Sometimes I sound like a hippie to myself.

*If you want the whole "where I stand currently" post, here it is: Currently, I don't believe that to the extent God could exist, he would interfere in human activity at all. But I also can't believe he would create a world where dementia and Alzhiemer's disease exists. You can do a pretty good job of bringing the pain down on the human race for original sin without those two dingers. No God would create a world where they exist - at least not a thinking, all-knowing, all-caring one like I was brought up to believe.

Now, on to the "all-knowing." Sure, sure, I can't comprehend his plan. Maybe Alzhiemer's patients are actually off in some soul-heaven where they glide down lollipop slides and cuddle with cloud bears filled with pure love. And maybe its his plan that if I jump out my window a piebald unicorn will glide softly under me and save me - but I'm not going to believe it will.

Having said all that, I'm watched a lot of Nature shows on the universe, and I think I have a fairly good understanding of the science of creation, the big bang and the origin of the universe. I believe in the big bang. What came before that, or how that bang got its start... it seems to me if there are 5 different scientific theories, and no one is sure which one is correct, there is at least a chance that "God did it" is the answer.

Let's say sciences comes to the conclusion that there are 1,000s of universes lined up in vibrating strings, and when those strings touch a new big bang occurs. That is one theory out there.
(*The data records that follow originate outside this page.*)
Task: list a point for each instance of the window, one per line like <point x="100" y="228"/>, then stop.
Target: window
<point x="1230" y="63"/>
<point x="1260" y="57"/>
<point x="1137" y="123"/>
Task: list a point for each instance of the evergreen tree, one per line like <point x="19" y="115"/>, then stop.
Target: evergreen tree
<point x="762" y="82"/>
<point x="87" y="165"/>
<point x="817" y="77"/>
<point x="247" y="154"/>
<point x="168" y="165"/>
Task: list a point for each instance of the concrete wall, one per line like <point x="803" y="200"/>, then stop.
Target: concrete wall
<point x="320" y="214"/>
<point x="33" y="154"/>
It still begs the question: who or what pulls the strings. To me, science has gotten us to point X, and I'm willing to accept everything it has to tell us. But once you get really, really macro level, really big picture, science falls apart a bit. I'm not saying science can't or won't figure it out, but I'm also not saying that God isn't the thing in between all the particles. I just don't know. Diest Agnostic.
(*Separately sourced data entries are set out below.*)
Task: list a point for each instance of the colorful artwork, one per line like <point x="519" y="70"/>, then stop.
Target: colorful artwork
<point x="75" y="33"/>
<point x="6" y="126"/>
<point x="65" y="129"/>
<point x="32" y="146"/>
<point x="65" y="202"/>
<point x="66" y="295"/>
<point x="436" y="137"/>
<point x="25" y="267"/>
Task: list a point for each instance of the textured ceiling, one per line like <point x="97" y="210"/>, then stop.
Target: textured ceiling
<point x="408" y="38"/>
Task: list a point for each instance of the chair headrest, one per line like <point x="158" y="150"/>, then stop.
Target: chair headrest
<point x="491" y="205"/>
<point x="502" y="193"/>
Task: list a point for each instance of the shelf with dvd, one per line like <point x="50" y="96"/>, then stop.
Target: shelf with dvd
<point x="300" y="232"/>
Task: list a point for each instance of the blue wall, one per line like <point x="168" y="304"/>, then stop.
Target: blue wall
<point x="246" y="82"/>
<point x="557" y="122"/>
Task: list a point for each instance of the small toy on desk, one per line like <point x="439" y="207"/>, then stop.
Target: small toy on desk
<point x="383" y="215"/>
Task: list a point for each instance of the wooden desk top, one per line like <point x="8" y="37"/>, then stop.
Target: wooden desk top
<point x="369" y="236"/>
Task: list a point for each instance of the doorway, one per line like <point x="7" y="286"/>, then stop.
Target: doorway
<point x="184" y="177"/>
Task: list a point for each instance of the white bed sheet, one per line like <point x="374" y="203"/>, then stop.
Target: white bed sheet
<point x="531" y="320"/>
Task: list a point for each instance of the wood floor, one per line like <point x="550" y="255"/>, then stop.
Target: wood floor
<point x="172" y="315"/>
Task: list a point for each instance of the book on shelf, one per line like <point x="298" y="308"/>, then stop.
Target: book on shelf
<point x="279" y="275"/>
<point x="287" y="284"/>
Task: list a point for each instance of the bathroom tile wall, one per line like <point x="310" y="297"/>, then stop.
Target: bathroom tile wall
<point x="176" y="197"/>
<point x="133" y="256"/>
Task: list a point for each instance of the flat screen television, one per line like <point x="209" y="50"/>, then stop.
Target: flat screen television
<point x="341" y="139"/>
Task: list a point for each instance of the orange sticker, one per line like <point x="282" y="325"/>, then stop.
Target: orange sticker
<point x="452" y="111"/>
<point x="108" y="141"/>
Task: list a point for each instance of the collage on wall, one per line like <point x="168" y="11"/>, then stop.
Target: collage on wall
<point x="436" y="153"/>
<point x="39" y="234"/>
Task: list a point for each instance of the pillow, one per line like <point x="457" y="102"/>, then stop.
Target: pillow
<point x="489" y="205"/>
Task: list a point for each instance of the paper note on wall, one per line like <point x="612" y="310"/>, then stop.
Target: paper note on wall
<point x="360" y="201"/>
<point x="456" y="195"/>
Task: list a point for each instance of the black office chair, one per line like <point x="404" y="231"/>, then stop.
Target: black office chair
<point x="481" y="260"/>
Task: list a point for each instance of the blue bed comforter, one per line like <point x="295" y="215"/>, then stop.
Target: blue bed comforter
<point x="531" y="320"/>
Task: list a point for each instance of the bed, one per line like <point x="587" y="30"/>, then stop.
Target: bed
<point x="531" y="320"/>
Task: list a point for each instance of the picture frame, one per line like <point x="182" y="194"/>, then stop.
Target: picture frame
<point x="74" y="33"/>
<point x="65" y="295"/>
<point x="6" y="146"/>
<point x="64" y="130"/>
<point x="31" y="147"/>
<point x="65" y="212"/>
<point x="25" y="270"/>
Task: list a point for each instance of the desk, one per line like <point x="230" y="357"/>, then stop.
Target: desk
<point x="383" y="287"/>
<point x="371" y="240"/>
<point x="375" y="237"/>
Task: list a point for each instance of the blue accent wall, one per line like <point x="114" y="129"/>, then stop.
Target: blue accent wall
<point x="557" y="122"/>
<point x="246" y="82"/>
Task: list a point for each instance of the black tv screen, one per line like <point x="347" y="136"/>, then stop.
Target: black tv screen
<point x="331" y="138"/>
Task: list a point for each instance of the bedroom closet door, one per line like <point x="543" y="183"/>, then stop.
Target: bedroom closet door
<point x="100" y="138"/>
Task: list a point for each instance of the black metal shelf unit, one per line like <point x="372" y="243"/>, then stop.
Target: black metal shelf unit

Thursday, February 2, 2012

Updates

I haven't posted in so long that my RSS feed at work doesn't have any posts from me in it, so it must be time for an update:

- My 100 pushup challenge failed miserably. More miserably than last time. This time it took a whole week to fail. Not like last time where I followed it for like a month. This time around the fail was dedicated. It was determined.

- On the positive, I started doing 200 pushups per day, and segued into doing a push-up based workout routine from the Bible that is essentially a push up and a burpee done back to back. Envy the muscle; envy the muscle.

- I owe a shout out to my sister on two accounts: first, for copy editing the book I wrote for my kids and wife. Thank you. Also, for giving me motivation to start reediting my book. I haven't actually started yet, but I'm envisioning starting. I'm thinking really long and hard about it, so that is something. I think I'm going about it a different way this time: editing online rather than in hard copy form. Printed words are for suckers and the old, right?

- I have nearly constant money worries, even though I'm/we're OK. I've always worried more about money than was probably healthy, but now its taken on a whole new variety of torture: Instead of just worrying about money, I now worry that I'll lose my job, never find another, and my kids won't respect me. Nice.

I think that is it for now. Another new post coming soon.